What Companies Get Wrong About Agentic AI

4 Mar 20268 min read9T5
What Companies Get Wrong About Agentic AI

Most AI projects fail because the workflow, permissions and fallback paths were never thought through properly.

Businesses are moving past chatbot demos and asking for AI systems that can do real work. A support agent that can look up orders, a procurement assistant that can place purchase requests or a document reviewer that can flag compliance gaps. These are no longer science fiction. The technology has matured. The question is whether your organisation is ready to deploy it safely.

The hard part is not only model quality. It is workflow design, permissions, integration and control. We have seen teams spend months tuning prompts while the real failure points (who can the agent call, what can it change, what happens when it is wrong) go unaddressed. When the demo works in a sandbox, it is easy to assume production will be fine. It rarely is. As one client put it: "The demo looked great. Production was a different story."

Take a simple example: an AI that drafts customer emails. If it can send them without review, one bad output can damage trust. If it can only draft and a human approves, you have a guardrail. The difference is not the model. It is the workflow. The same technology can be safe or dangerous depending on how you design the human-machine boundary.

Permissions matter just as much. An agent that can read from your CRM but not write to it is safer than one with full access. Role-based access should apply to AI the same way it applies to people. If a junior support rep cannot approve refunds above a threshold, the AI should not be able to either. Least privilege is not optional. It is the bar.

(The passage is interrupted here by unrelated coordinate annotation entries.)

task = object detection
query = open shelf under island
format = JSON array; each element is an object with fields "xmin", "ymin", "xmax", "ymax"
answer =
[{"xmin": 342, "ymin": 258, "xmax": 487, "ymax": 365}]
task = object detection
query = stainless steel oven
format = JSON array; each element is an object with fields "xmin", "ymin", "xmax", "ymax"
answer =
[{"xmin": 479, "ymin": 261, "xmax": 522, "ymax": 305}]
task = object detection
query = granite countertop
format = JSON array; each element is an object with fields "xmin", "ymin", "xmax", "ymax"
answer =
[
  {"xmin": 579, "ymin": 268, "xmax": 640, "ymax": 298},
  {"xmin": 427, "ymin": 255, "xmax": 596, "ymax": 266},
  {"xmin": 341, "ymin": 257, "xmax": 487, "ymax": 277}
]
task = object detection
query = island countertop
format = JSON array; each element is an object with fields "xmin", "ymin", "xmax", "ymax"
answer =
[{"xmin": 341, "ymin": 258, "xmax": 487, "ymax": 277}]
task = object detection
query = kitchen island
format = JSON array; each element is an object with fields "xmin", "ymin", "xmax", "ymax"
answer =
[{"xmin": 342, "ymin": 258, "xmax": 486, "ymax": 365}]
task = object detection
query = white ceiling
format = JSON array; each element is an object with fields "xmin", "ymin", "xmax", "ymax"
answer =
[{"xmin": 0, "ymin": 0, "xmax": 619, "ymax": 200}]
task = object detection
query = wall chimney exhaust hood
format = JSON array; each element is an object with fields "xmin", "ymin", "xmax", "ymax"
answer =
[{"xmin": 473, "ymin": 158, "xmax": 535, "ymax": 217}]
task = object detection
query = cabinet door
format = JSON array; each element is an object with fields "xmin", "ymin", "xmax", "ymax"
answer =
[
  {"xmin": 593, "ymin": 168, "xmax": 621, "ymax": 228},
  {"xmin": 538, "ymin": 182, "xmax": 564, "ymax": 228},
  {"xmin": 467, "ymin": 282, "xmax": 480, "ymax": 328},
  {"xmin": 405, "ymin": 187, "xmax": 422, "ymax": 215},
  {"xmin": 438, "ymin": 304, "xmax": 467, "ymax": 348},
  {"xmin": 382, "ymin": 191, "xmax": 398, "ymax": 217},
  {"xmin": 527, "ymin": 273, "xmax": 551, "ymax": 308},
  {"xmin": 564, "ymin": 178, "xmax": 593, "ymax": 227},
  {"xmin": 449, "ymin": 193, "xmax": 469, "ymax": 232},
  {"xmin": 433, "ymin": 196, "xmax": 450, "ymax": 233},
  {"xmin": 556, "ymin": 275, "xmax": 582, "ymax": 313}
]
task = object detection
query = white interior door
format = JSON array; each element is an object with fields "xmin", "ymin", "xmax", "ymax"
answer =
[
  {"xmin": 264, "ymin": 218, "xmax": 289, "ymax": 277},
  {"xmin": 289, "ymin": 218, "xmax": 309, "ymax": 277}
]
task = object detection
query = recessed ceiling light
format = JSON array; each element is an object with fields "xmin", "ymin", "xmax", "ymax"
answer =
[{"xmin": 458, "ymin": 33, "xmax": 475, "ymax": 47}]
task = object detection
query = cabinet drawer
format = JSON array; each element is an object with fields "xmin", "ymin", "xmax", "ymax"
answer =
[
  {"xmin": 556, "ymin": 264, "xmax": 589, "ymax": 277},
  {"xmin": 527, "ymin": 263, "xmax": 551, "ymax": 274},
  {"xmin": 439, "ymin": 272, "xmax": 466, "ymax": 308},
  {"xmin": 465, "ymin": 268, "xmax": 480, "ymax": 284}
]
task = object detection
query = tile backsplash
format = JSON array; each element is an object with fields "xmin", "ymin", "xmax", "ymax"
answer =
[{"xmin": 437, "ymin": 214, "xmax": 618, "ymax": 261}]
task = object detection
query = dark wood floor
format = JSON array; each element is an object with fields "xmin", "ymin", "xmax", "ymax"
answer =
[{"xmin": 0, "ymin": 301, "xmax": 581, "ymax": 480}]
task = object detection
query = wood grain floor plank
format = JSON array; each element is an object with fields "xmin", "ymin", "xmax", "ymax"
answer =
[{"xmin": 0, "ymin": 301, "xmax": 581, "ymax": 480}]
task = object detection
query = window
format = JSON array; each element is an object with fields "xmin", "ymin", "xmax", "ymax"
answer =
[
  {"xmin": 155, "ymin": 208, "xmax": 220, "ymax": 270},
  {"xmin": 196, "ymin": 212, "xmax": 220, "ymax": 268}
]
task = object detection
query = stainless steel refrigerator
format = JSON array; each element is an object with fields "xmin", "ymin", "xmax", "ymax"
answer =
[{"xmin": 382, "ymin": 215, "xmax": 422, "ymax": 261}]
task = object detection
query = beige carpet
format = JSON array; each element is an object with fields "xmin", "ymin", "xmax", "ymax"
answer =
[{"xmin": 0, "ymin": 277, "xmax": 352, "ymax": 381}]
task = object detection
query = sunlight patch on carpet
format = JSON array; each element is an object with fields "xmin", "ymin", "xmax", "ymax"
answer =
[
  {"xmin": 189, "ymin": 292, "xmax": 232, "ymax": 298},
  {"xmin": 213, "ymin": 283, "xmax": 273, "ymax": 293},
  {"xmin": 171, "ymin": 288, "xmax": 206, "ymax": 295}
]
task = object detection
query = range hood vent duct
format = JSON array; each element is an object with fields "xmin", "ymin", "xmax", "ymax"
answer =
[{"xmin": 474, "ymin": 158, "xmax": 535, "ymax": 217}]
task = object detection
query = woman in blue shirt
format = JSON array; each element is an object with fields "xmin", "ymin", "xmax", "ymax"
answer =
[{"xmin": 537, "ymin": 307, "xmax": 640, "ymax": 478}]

Integration points are another common blind spot. An agent that calls your billing API needs to understand rate limits, error codes and retry logic. It needs to know when to stop and escalate. We have seen agents that retry forever when an API returns 429 or read a timeout as success. These are not model problems. They are integration design problems. In our work with Looper Insights, we built an AI-powered analytics platform where the data layer, access controls and LLM integration had to be set up together from day one. Otherwise the smart summaries would have been built on shaky foundations.

Fallback paths are often forgotten. What happens when the model returns nonsense, when the API is down or when the user asks something out of scope? A clear fallback (escalate to a person, show a canned response or log for review) prevents silent failures. The best builds define these paths before go-live, not after the first incident.

Monitoring and observability are just as important. You need to know when the agent is struggling: high latency, repeated retries, unusual input patterns. Dashboards and alerts should be part of the initial design. If you cannot see what the agent is doing, you cannot improve it or fix it when things go wrong.

The best starting point is a narrow use case with clear success measures, strong guardrails and a safe fallback path. Start small, learn, then expand. Do not try to build a general-purpose assistant in one go. The teams that succeed with agentic AI are the ones that pick one workflow, nail it and only then add the next. We have seen it work and we have seen the alternative.